There are now so many RCTs showing the mental health benefits of reducing social media use for at least a week.
Here's a new one showing that young adults get LESS lonely when they reduce, even though their friends are not reducing. From Gary Goldfield et al.
sciencedirect.com/science/ar…
Social media does not give teens real community; it prevents them from spending time with real people.
And, of course, Meta itself did an RCT, with similar results:
metasinternalresearch.org/
Imagine how much loneliness would drop if an entire school, or community, or an entire generation, reduced or quit at the same time.

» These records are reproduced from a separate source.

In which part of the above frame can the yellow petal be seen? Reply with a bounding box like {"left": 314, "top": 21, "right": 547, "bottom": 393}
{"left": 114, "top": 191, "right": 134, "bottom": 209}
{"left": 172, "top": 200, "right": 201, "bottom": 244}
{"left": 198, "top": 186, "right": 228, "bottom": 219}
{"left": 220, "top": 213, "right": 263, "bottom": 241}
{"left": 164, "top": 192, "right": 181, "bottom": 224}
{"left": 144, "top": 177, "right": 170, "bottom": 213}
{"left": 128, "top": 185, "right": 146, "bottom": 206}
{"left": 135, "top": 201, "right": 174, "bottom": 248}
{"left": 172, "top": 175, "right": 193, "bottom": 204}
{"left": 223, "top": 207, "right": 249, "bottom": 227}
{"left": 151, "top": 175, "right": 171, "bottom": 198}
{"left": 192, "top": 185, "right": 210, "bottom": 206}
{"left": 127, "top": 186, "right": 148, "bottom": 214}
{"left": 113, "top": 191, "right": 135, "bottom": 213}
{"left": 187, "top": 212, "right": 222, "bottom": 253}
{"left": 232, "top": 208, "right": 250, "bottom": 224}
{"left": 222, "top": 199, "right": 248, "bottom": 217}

Better yet, imagine how much less lonely, anxious, and depressed young people would be if social media was never invented, or if there had been an age limit of 16 when they were 10, so they did not all go through puberty spending 5 hours a day swiping and comparing, instead of hanging out with friends.
Meta is facing survivor parents and a jury for the first time in its history this week, in Los Angeles. It will argue that the data is all correlational, and that nobody can prove causation. They have been saying this for years and it is demonstrably false. There are so many different lines of evidence demonstrating causation. Zach Rausch and I lay out seven lines of evidence here:
osf.io/xsje9/files/hmf8e
My two favorites, after the RCTs: Teens themselves say it has harmed their mental health, and employees of Meta, Snap, and TikTok discuss the many harms that their products cause, in emails and internal reports that leaked or were discovered. They know that they are harming children at an industrial scale.
This is why so many countries around the world are now following Australia's bold move and raising the age for opening accounts to 16. 2026 will be a big year of change in the battle to reclaim childhood from big tech.